I'd rank my preference as:

(1) law applies equally to all.
(2) law does not apply equally to all, but at least they're honest about it.
(3) law does not apply equally to all, but they pretend it does.

So I guess, depending on if one previously thought (1) or (3) to be true, this is either a deterioration or an improvement.

[–] Bezier@suppo.fi 2 points 1 week ago* (last edited 1 week ago) (1 children)

How is this is an example of (2), and not (1)? Is the law being applied inequally, or is it just that X is breakin it real bad?

[–] iii@mander.xyz 1 points 1 week ago (1 children)

the law being applied inequally or is it just that X is breakin it real bad?

Those aren't mutually exclusive. Both could be happening at the same time.

[–] Bezier@suppo.fi 1 points 1 week ago (1 children)

But I didn't even present them as mutually exclusive. Breaking the law is pretty much granted.

How is the law being applied inequally?

[–] iii@mander.xyz 1 points 1 week ago* (last edited 1 week ago) (1 children)

How is the law being applied inequally?

The following:

"The fine could surpass $1 billion, one person said, as regulators seek to make an example of X to deter other companies from violating the law, the Digital Services Act."

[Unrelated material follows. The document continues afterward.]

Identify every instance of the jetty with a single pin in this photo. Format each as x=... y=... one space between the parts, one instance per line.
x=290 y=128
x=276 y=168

The motivation of the punishment is ulterior to the crime.

As the goal seems to be show of force, and not simply application of the law, it raises the question: why this company? And it creates a non-coded shadow system of (illegal or not) behaviour/people/companies that need to be made an example of, and (illegal or not) behaviour/people/companies that do not need to be made an example of.

[–] Bezier@suppo.fi 1 points 1 week ago (1 children)

Making an example is what NYT says, not EU. I'm kind of ignorant of the subject so I don't know what an "appropriate" fine would look like, but for the size of X and how bad it is, I'd expect it to be massive even without any ulterior motive.